Sometimes people see these verses as being at odds with John’s passage above. Many will also note that the Scriptures are entirely silent as to whether or not Jesus stumbled or fell on the way to Golgotha under the weight of the cross. Let us begin with the first objection and then move to the second.

First, John harmonizes easily with the Synoptic Gospels if you order the chronology as I have here. After the trial, Jesus is sent off to be crucified. Originally, in good Roman tradition, Jesus has the cross (or perhaps a portion of the cross) placed on his shoulders. Yet, on the way out to Golgotha, the soldiers grab Simon from the crowd and compel him to finish carrying the cross the remainder of the walk.

Why would the soldiers do this?
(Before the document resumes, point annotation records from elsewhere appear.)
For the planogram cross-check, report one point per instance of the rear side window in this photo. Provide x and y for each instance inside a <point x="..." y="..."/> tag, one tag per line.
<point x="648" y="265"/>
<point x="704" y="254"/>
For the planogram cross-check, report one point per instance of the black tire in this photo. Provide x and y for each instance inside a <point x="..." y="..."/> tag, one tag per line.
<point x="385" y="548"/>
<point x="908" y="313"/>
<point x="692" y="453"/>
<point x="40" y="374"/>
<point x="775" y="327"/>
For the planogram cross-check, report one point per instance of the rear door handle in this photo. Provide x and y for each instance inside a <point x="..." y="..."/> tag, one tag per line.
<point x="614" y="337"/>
Remember, everything about crucifixion was meant as a deterrent to those who might become a threat to the Roman rule. The sentenced one was beaten, humiliated, and paraded through town so that all could see. This served as a warning. Even the honor of dying on a cross was meant as a reminder to passersby (crucifixions were carried out alongside of main roads and thoroughfares. There was no question as to what crime these people were guilty of and if you were considering an insurrection, the crucified bodies were clear warnings about what the consequences would look like.

So…perhaps Simon (being from the countryside) looked like a potential troublemaker. This might be a way of dissuading him from acting out even before he committed his crime. Perhaps the Romans were simply making a point to those city folks who had just asked for Barabbas to be released…beware. Perhaps Jesus was moving too slowly and they wanted to expedite the process. Perhaps, because of Pilate’s reluctance to crucify Jesus, the captain of the guard chose to show Jesus a small degree of mercy on the way up to his execution. Leo (known as “The Great,” a 5th century church bishop) suggested that Simon’s inclusion was symbolic of the Gentiles being brought into the suffering of Christ (see Romans 8:17). Or, perhaps, most simply, Jesus stumbled and was unable to bear the physical weight of the cross.
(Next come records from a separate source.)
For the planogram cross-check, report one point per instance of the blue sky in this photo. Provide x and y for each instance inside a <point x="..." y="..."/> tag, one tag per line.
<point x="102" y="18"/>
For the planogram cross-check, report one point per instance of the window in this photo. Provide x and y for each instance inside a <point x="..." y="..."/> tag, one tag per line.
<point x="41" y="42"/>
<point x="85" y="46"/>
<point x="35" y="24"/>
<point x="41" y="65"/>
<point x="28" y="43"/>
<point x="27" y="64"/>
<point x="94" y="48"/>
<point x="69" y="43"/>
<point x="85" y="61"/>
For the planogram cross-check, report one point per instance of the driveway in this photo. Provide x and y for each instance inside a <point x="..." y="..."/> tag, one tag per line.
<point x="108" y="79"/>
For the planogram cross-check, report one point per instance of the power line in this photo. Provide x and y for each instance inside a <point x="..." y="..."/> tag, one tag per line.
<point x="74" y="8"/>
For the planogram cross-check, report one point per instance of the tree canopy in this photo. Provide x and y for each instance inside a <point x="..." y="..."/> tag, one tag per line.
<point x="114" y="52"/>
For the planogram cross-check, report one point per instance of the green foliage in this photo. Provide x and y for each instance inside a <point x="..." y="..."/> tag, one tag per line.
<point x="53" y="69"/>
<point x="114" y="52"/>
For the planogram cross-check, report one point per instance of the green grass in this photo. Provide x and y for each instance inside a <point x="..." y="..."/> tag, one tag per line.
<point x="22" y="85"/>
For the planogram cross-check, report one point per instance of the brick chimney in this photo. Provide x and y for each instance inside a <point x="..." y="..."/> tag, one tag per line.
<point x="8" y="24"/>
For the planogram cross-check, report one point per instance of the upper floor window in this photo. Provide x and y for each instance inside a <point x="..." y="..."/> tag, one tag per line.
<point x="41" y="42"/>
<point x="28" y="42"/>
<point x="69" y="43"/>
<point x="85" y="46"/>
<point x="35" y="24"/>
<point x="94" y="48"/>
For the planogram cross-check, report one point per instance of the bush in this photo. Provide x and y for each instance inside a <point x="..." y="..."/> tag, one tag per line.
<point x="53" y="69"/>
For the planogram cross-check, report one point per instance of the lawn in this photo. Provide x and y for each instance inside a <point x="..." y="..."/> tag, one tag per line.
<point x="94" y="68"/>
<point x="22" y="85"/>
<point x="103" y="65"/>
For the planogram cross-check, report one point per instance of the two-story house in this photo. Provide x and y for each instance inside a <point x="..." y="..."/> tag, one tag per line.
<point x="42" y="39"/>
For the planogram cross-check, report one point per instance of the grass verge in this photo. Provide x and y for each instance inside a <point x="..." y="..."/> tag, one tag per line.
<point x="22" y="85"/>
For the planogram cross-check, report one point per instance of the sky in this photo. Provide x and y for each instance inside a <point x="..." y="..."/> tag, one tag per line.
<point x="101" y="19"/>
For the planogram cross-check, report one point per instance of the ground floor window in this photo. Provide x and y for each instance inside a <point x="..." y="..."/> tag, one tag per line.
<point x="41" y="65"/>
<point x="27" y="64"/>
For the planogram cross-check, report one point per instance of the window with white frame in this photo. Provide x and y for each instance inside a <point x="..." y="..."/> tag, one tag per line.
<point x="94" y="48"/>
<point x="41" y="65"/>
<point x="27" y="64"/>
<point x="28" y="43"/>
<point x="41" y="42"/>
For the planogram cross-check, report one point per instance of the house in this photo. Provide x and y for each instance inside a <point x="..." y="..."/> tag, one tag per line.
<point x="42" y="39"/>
We don’t know for sure. Church tradition has held that Jesus stumbled and fell under the cross’ weight. That is not only understandable, but also emphasizes the humanity of Christ as he was being tortured and murdered. Now, obviously the tradition is non-canonical, but it is supported by reason, so while we must not be overly dogmatic here, the notion of our Lord falling is a reasonable explanation for why Simon was pulled out of the crowd and impressed into service.

Who was Simon? Cyrene is a region that is located in what is modern-day Libya, so much like the Ethiopian eunuch, we find an early African Christian being involved in a very significant way. Africa became a place of refuge for the child, Jesus, as his parents fled king Herod, and now an African becomes a minister of grace to Jesus as he walks to the hill on which he will die. It is considered that this man is one and the same with Simeon who was called “Black,” found in Acts 13:1. What a profound impression this must have made on this man as he followed Jesus with the cross on the way up the hill to Golgotha. It may also be suggested that this influence touched Simon’s family as well, for Rufus is mentioned in Romans 16:13 as a friend and acquaintance of Paul’s (clearly, by the mention of their names, Mark’s audience was familiar with these men).

And, so our Lord, still in the lead, was followed with Simon carrying the cross. What a sad day in the history of mankind…yet, what wonderful hope and promise comes from this, not only that our Lord would be willing to bear such pain for us, but that he would privilege us to bear sorrow and pain as well so that we might appreciate our Lord’s sorrow and pain that much more profoundly.